Hughes’s decision to proceed without counsel was also knowing and intelligent. A defendant’s background, experience, and conduct are all relevant in determining whether a waiver was knowing and intelligent. See Taylor, 113 F.3d at 1140. In our view, Hughes, a practicing attorney, made deliberate decisions regarding his representation, decisions which he cannot now claim resulted in a violation of his right to counsel. Although an on-the-record colloquy would have been preferable, see id. at 1141; Padilla, 819 F.2d at 959, we cannot conclude that Hughes, having handled his case in the manner he did, did not knowingly and intelligently waive his right to counsel. See Willie, 941 F.2d at 1388-89 (finding waiver valid despite lack of colloquy; defendant stated to court that he would not accept any court-appointed attorney and submitted numerous motions on his own behalf).3
For the foregoing reasons, we AFFIRM the decision of the district court.

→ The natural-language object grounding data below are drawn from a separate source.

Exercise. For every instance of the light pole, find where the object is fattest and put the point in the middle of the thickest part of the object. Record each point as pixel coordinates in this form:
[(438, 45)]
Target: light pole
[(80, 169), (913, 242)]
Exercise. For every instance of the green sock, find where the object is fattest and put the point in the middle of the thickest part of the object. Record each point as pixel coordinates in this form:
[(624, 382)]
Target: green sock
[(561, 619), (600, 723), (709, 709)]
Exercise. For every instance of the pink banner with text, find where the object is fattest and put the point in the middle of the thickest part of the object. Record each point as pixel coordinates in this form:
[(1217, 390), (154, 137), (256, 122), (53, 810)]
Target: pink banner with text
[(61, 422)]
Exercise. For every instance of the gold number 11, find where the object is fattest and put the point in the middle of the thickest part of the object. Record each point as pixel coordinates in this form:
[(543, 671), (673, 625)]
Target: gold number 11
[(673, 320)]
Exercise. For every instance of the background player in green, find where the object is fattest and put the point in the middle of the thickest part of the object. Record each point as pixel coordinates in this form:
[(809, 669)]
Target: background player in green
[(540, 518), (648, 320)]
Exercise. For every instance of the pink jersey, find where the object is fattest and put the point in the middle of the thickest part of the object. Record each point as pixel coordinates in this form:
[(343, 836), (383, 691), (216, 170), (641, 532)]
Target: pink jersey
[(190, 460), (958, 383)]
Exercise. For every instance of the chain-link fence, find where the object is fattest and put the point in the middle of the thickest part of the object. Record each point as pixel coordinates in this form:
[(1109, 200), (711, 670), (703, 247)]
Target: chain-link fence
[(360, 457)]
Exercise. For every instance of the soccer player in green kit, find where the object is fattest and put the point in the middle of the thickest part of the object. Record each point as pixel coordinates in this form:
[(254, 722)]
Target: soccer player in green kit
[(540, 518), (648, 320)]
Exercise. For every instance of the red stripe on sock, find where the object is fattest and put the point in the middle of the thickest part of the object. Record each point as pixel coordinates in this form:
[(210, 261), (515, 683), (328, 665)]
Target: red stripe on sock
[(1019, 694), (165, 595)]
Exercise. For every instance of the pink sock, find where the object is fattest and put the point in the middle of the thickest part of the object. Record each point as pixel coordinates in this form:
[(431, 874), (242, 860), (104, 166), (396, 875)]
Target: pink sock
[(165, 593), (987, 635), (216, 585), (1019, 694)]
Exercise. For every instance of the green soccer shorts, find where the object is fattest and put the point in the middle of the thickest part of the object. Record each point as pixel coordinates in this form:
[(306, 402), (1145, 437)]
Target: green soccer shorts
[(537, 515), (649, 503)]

Honorable Frank Magill, Senior Circuit Judge, United States Court of Appeals for the Eighth Circuit, sitting by designation.
Rhoades, a codefendant in this case, passed away after trial on June 21, 1998. The government dismissed the indictment against him on August 3, 1998.
ARCO Properties was sentenced to three years probation and ordered to pay restitution in the amount of $236,158. At the time of sentencing, however, ARCO Properties was an inactive company with no assets.
In the alternative, Hughes argues that the district court erred in denying his motion for a continuance to obtain new counsel. A trial court “enjoys broad discretion on matters of continuances, even when the parties implicate Sixth Amendment issues.” United States v. Mendoza-Salgado, 964 F.2d 993, 1016 (10th Cir. 1992). Because we find that Hughes validly waived his right to counsel, a continuance to obtain new counsel was not warranted. Thus, the district court was within its discretion in denying the continuance.